VOLUME-TO-CAPACITY RATIO AND TRAFFIC ACCIDENTS ON INTERURBAN FOUR-LANE HIGHWAYS IN GREECE

Traffic volume is a measure of exposure widely used at present in traffic accident analysis. However, the same traffic volume on road sections with different capacities creates different operating conditions, and, therefore, different probabilities for accidents. Thus, the volume-to-capacity (V/C) ratio may offer a better measure of exposure than traffic volume per se.
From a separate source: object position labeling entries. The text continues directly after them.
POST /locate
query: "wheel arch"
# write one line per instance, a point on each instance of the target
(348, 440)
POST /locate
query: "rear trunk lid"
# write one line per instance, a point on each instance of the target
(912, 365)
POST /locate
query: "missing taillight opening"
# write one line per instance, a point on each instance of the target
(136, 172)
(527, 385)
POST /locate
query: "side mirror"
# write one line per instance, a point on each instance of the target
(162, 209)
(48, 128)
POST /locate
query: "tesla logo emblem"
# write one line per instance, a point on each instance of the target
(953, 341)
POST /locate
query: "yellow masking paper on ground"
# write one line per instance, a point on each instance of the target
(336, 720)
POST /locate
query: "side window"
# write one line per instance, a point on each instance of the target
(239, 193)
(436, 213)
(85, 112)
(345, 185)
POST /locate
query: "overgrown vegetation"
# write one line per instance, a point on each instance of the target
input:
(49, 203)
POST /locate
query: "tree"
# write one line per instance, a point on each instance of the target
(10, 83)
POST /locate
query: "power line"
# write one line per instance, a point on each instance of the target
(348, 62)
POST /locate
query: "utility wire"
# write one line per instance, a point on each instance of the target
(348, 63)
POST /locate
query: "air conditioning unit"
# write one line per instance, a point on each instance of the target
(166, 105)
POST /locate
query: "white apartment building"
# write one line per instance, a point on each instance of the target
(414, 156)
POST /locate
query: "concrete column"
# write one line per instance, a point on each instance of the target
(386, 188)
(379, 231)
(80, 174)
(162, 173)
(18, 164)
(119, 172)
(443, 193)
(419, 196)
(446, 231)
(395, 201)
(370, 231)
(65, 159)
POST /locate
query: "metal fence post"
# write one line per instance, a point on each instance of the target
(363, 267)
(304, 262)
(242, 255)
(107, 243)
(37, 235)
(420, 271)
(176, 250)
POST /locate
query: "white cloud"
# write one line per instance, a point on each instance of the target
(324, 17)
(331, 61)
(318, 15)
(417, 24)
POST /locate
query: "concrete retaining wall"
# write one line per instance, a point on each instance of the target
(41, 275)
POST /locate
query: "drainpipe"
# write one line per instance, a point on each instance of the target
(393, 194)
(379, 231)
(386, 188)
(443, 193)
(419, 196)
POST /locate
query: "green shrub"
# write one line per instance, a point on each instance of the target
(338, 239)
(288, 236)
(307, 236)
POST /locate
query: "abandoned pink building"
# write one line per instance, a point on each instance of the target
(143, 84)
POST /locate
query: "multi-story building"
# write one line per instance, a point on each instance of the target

Recent work by the Transportation Planning and Engineering Department of the Faculty of Civil Engineering at the National Technical University of Athens on the relationship between traffic accidents and V/C ratio on an interurban four-lane undivided national highway in Greece is presented and compared with previous work by the department. It has been found that the rates for all traffic accidents at nonhazardous locations are almost constant, up to a V/C ratio of 0.65, and increase considerably for higher ratios, more than doubling when V/C is greater than 1.0. The same pattern of relationship between accident rates and V/C ratio also occurs at locations that are found to be hazardous by the quality control technique, and when only certain specific categories of accidents are analyzed, such as day and night, or dry and wet pavement accidents. Most of the accidnets occurring at higher V/C ratios were of the rear-end type, while at lower V/C ratios, head-on and out-of-control accidents prevailed.